Associated Press Published 3:33 p.m. ET March 20, 2018
Can medical marijuana save Michigan girl?
Rachel Brown of Grand Haven smokes during Hash Bash on Saturday, April 1, 2017 at the University of Michigan in Ann Arbor. (Photo: Rachel Woolf, Special to the Free Press)
The organizers of a marijuana rally in Ann Arbor hope this year’s event will be the last before cannabis is legalized in Michigan.
The 47th annual Hash Bash will be held next month at the University of Michigan, The Ann Arbor News reported. Politicians, professional athletes and legalization activists will speak at the event.
University officials warn attendees that campus police will follow state law and arrest people caught with marijuana on university property.

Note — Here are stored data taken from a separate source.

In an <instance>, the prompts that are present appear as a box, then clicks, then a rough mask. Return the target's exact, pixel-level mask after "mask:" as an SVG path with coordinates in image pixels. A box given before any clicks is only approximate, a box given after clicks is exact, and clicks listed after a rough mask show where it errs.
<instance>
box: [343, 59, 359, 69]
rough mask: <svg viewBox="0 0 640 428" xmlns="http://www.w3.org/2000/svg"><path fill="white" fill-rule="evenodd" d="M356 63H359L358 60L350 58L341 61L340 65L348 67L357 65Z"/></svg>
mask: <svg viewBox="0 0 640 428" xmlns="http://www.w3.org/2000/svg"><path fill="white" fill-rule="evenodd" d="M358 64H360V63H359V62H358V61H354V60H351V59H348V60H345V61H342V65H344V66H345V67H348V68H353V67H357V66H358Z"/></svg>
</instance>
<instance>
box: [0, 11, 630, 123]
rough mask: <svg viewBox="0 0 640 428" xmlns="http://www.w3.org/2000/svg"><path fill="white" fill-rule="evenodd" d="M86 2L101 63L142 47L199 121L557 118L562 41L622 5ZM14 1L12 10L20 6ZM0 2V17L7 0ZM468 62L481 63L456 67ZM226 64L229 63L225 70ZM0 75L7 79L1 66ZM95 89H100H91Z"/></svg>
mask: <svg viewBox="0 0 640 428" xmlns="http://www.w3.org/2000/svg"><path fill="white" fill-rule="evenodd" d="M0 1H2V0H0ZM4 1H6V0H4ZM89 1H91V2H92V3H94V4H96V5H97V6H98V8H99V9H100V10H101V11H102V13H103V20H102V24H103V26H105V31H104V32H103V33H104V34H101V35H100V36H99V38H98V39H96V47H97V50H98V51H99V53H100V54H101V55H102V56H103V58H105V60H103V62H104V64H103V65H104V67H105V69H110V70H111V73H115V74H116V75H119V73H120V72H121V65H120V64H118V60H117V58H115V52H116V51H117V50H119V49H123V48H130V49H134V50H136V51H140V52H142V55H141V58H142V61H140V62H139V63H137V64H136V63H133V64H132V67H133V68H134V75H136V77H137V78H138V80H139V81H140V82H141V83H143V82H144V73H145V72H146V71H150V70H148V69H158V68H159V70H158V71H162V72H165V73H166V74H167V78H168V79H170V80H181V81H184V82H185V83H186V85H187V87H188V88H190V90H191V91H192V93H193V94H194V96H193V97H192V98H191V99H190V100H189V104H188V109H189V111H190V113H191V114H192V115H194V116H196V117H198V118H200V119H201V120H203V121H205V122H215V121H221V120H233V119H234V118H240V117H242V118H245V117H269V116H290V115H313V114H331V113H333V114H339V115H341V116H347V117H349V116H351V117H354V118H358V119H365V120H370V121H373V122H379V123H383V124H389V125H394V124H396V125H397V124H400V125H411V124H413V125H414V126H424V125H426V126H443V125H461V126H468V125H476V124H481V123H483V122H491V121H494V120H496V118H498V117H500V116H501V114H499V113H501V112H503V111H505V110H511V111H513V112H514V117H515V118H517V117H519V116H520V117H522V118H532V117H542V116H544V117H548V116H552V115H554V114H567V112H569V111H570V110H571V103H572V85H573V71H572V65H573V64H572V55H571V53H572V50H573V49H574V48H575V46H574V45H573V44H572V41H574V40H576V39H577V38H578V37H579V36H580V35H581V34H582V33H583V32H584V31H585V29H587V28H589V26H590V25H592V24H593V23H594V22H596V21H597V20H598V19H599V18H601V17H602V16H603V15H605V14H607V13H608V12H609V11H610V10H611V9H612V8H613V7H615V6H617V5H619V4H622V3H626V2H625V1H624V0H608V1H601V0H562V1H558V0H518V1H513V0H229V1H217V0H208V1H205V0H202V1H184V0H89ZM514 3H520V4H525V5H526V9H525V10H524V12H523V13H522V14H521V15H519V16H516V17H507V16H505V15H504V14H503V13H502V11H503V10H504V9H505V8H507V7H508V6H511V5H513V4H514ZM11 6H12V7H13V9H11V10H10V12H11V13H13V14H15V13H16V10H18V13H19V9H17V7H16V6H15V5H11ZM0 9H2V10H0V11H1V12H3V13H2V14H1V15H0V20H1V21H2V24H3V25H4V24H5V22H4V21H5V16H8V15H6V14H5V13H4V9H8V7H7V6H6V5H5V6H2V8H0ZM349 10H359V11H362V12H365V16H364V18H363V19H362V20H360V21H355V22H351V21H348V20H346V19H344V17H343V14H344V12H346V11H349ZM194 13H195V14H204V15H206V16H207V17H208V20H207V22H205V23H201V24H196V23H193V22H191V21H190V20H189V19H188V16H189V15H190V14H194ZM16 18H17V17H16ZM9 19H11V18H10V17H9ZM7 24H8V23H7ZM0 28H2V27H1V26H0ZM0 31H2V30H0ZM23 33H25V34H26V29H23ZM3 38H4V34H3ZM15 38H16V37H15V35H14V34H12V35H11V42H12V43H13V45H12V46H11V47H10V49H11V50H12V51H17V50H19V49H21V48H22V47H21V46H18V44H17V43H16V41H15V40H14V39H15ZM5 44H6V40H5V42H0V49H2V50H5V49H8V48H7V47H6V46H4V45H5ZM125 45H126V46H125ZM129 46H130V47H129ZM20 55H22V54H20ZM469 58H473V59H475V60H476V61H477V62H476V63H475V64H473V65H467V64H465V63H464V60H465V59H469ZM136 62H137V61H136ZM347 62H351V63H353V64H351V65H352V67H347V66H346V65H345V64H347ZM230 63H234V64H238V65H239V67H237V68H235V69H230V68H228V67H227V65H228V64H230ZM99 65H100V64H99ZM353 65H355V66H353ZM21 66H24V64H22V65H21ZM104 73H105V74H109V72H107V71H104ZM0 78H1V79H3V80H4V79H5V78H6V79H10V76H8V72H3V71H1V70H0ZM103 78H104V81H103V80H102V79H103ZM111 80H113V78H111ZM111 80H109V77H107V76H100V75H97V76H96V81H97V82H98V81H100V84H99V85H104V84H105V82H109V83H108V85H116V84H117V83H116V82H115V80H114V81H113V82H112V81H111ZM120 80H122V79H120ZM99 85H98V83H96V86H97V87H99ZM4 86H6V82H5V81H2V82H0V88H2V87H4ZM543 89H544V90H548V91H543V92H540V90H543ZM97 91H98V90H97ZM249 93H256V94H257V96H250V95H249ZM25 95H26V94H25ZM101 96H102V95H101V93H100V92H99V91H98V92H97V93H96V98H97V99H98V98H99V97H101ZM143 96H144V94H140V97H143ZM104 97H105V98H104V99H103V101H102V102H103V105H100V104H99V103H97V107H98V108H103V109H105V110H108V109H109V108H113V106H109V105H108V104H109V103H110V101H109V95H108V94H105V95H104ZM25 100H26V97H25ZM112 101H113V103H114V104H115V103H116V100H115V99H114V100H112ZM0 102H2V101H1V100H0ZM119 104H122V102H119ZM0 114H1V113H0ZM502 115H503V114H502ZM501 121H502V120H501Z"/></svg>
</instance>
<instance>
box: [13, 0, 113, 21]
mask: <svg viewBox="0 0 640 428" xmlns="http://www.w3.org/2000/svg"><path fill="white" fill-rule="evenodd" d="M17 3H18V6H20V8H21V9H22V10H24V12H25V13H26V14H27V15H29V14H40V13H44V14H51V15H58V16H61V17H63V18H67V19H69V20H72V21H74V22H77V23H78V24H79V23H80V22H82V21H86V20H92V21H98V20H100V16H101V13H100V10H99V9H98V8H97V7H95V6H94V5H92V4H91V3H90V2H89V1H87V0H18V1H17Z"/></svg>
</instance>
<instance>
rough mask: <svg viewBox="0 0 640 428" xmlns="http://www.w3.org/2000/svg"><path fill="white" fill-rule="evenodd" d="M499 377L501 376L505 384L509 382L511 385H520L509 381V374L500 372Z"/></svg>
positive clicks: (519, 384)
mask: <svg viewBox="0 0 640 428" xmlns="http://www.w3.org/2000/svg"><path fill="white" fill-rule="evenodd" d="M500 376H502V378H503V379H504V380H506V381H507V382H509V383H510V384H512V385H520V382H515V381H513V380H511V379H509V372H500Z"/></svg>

Marijuana has been decriminalized elsewhere in the city since the 1970s, with the penalty being a $25 ticket for a first offense.
“Hash Bash has grown each year since the passage of Michigan’s medical cannabis laws. The event has also gained importance as a venue for activists, patients and public figures to speak out against the horrors of cannabis prohibition,” said Nick Zettell, co-chair of the festival’s planning committee. “The qualifications and reputations of this year’s speakers are unparalleled by years past and add legitimacy and diversity to the counter-cultural event.”
This year’s event could be the last that focuses on state prohibition, said Mark Passerini, the festival’s lead organizer. If marijuana is legalized, the next focus will be federal policy, he said.